Assumindo que o diagnóstico anterior está correto e que o problema não está na só e nem principalmente na "falta de educação do povo", ou na atuação da máquina partidária, na compra do voto, no horário da televisão ou do populismo - que estão nos diagnósticos mais comuns e simplistas de que "o povo não sabe votar" - o que pode ser feito para mudar essa situação?
O ponto de partida para uma estratégia renovadora ou modificadora da situação politico-eleitoral atual é reconhecer que "o povo sabe votar". E que o eleitor vota no que acha que será bom ou melhor para ele e para a comunidade onde ele vive. Isto é para o mundo que ele conhece.
E reconhecer as condições estruturais do Brasil, com os seus diversos elementos constitutivos.
O primeiro elemento, de natureza estrutural é que não haverá qualquer mudança, a curto e médio prazo do papel do Estado provedor.
Com a Emenda Constitucional do Teto de Gastos haverá toda uma batalha em relação às verbas públicas, mas todos defendendo a manutenção da forte atuação do Estado nos serviços públicos de saúde e educação básica.
Todos os discursos continuarão os mesmos: "educação e saúde de qualidade". O que é isso e como se aplica caso a caso, fica à interpretação ou a imaginação de cada um.
Mas o entendimento comum é que será necessário ampliar e melhorar os serviços públicos em saúde e educação básica.
Haverá eleitor disposto a abrir mão de ter serviços públicos de educação e saúde de qualidade?

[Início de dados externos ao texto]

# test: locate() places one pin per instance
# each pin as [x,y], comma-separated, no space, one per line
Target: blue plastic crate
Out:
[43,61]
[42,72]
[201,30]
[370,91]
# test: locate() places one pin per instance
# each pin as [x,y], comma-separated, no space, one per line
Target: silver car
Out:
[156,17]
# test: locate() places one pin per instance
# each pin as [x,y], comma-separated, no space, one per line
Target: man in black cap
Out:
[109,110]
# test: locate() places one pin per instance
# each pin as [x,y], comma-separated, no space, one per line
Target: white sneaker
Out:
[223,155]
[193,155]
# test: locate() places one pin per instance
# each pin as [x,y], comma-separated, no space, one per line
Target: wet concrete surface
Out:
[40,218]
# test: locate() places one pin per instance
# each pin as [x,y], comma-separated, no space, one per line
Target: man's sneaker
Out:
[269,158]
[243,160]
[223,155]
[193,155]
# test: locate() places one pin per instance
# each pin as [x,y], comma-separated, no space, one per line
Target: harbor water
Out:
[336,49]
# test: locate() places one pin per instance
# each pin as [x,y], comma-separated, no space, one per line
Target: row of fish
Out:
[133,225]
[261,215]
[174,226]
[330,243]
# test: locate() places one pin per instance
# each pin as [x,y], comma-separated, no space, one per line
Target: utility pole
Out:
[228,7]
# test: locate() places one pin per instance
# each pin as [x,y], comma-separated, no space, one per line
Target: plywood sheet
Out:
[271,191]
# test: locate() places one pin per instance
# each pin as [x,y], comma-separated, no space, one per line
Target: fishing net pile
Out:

Seja veterano ou novato, defender educação e saúde de qualidade é condição essencial: necessária mas não suficiente.
Significa que quem não defender educação e saúde de qualidade, não sai da linha de partida. Provavelmente não terá registro da candidatura, qualquer que seja o partido. E mesmo com o registro não terá votos. E não será eleito ou reeleito.
A solução, já praticada pelos países mais desenvolvidos é um atendimento universal e de qualidade, com adequada distribuição entre os serviços públicos e privados, de tal forma que o tema saia da agenda política.
Ninguém precisa defender educação e saúde de qualidade porque essas já existiriam, seriam a situação normal. E com isso o deputado perderia a função de despachante. Deixaria de sê-lo por desnecessidade da atividade. E teria que se voltar para a representatividade. Para as questões mais gerais e com diferenças ideológicas.
Essa condição dos países desenvolvido, no entanto, está longe do nosso horizonte de curto e médio prazo. Ou em termos de calendário: os deputados ainda terão a função de despachante, como a predominante nas eleições de 2018 e 2022. Pode-se esperar alguma mudança evolutiva que rompa em 2026.
Para que o eleitor deixe de votar no despachante é preciso que ele perceba que o seu despachante é ineficaz. Ele não trouxe ao eleitor o que ele prometeu, ou o que o eleitor esperava. E, em alguns casos, ele é corrupto, "ladrão" e coisas piores.
Dentro das circunstâncias de um Estado provedor ineficiente, em que o eleitor ainda precisa de intermediação para ser atendido, uma campanha anti-reeleição terá que mostrar e tentar convencer o eleitor, principalmente o de baixa renda, que o deputado federal, como condição geral é ineficaz, e os seus deputados atuais em particular.
O descrédito do eleitor com os políticos tem que ser canalizado para a contestação do papel do deputado como despachante de interesses pessoais e locais, em relação aos serviços públicos.